No public proof-of-concept is listed in the enriched data, and the vulnerability is not present on the CISA Known Exploited Vulnerabilities list. See the Microsoft Security Update Guide CVE-2026-26173 for vendor technical details.
Detection Methods for CVE-2026-26173
Indicators of Compromise
- Unexpected SYSTEM-level processes spawned from a standard user session shortly after high-volume socket handle activity
- Kernel bugchecks referencing afd.sys on otherwise stable hosts, which may indicate failed exploit attempts
- Creation or loading of unsigned drivers or kernel modules immediately after suspicious socket activity
Detection Strategies
- Hunt for processes opening large numbers of \Device\Afd handles and issuing rapid IOCTLs from non-privileged accounts
- Correlate token elevation events (Event ID 4672, 4673) with parent processes that should not be SYSTEM
- Monitor for known local privilege escalation tool signatures and behaviors that target afd.sys
Monitoring Recommendations
- Enable kernel-mode auditing and forward Windows Security and Sysmon logs to a centralized analytics platform
- Track patch compliance for the April 2026 Windows cumulative updates across all endpoints and servers
- Alert on local accounts running tools that interact directly with low-level WinSock interfaces outside known administrative workflows
How to Mitigate CVE-2026-26173
Immediate Actions Required
- Apply the April 2026 Microsoft security updates referenced in the Microsoft Security Update Guide CVE-2026-26173 to all affected Windows clients and servers
- Prioritize multi-user systems, terminal servers, and developer workstations where local users are most likely to attempt privilege escalation
- Restrict interactive and remote desktop access to trusted administrative users while patches are being deployed
Patch Information
Microsoft addressed CVE-2026-26173 through the April 2026 cumulative updates for Windows 10, Windows 11, and Windows Server.
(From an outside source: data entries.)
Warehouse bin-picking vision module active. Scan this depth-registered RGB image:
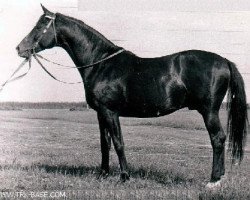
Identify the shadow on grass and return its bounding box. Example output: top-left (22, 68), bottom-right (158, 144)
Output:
top-left (33, 165), bottom-right (194, 185)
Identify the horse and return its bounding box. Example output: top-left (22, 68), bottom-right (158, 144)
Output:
top-left (16, 5), bottom-right (248, 187)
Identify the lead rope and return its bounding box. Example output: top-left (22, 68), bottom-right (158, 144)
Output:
top-left (33, 49), bottom-right (125, 84)
top-left (33, 49), bottom-right (125, 69)
top-left (33, 54), bottom-right (82, 84)
top-left (0, 57), bottom-right (31, 92)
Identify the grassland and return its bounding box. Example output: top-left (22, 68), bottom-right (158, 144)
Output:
top-left (0, 110), bottom-right (250, 200)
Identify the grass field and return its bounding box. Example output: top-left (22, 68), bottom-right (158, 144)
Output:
top-left (0, 110), bottom-right (250, 200)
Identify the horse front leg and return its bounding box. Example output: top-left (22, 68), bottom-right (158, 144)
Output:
top-left (97, 113), bottom-right (111, 178)
top-left (99, 109), bottom-right (129, 182)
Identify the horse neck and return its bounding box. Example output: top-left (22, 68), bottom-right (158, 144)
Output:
top-left (55, 14), bottom-right (120, 75)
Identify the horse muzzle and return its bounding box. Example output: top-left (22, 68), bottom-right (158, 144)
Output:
top-left (16, 46), bottom-right (31, 58)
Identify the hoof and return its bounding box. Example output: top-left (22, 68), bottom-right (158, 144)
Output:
top-left (206, 180), bottom-right (221, 190)
top-left (97, 170), bottom-right (109, 179)
top-left (121, 172), bottom-right (129, 183)
top-left (206, 174), bottom-right (227, 190)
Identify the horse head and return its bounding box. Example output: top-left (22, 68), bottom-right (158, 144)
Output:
top-left (16, 5), bottom-right (57, 58)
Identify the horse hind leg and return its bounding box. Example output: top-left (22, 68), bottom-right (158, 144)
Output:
top-left (97, 113), bottom-right (111, 178)
top-left (203, 111), bottom-right (226, 188)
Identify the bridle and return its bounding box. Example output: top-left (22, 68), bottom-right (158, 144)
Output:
top-left (32, 14), bottom-right (58, 51)
top-left (32, 14), bottom-right (125, 84)
top-left (0, 13), bottom-right (125, 92)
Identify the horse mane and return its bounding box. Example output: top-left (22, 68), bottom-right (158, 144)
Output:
top-left (56, 13), bottom-right (118, 47)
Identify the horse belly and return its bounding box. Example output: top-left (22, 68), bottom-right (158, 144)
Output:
top-left (121, 77), bottom-right (186, 117)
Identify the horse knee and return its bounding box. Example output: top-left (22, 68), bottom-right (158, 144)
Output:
top-left (211, 132), bottom-right (226, 151)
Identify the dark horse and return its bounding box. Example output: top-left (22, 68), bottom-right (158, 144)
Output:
top-left (17, 7), bottom-right (248, 188)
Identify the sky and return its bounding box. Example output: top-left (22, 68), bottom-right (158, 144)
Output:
top-left (0, 0), bottom-right (250, 102)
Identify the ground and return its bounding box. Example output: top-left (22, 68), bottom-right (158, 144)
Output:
top-left (0, 109), bottom-right (250, 200)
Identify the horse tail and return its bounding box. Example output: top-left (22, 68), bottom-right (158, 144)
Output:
top-left (227, 61), bottom-right (248, 163)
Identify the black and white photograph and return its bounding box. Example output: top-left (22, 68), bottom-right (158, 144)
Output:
top-left (0, 0), bottom-right (250, 200)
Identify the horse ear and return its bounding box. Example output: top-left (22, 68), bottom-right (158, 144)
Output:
top-left (41, 4), bottom-right (52, 15)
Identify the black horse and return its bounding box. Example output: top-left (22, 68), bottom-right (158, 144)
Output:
top-left (17, 6), bottom-right (248, 188)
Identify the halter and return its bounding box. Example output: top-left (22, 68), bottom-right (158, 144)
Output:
top-left (32, 14), bottom-right (57, 50)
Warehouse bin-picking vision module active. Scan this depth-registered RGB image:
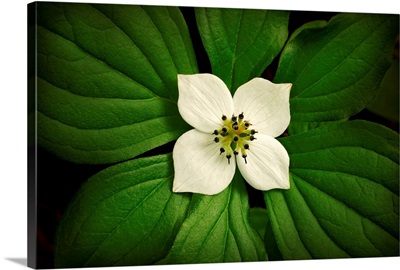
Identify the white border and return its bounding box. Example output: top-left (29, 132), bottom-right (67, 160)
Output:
top-left (0, 0), bottom-right (400, 270)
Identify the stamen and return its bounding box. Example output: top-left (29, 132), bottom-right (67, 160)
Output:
top-left (242, 155), bottom-right (247, 164)
top-left (226, 155), bottom-right (232, 164)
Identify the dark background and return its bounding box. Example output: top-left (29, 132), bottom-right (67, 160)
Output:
top-left (28, 7), bottom-right (399, 268)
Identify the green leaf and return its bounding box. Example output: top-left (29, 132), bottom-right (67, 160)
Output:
top-left (274, 14), bottom-right (399, 134)
top-left (250, 207), bottom-right (269, 238)
top-left (165, 174), bottom-right (266, 264)
top-left (367, 59), bottom-right (400, 122)
top-left (196, 8), bottom-right (289, 92)
top-left (55, 155), bottom-right (190, 268)
top-left (37, 3), bottom-right (197, 163)
top-left (264, 121), bottom-right (399, 259)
Refer to the vendor advisory for the specific KB numbers that apply to each build. Systems running Windows Server 2012 require the Extended Security Updates channel.
Workarounds
- No official vendor workaround is documented; applying the security update is the recommended remediation
- Reduce local user privileges and enforce application allow-listing to limit which binaries can interact with afd.sys
- Enable Windows Defender Application Control or equivalent kernel driver block policies to prevent loading of unauthorized helper drivers used in chained exploits
# Verify the AFD driver version after patching (run in elevated PowerShell)
Get-Item C:\Windows\System32\drivers\afd.sys | Select-Object VersionInfo
# List installed updates to confirm the April 2026 cumulative update is present
Get-HotFix | Sort-Object -Property InstalledOn -Descending | Select-Object -First 10
Disclaimer: This content was generated using AI. While we strive for accuracy, please verify critical information with official sources.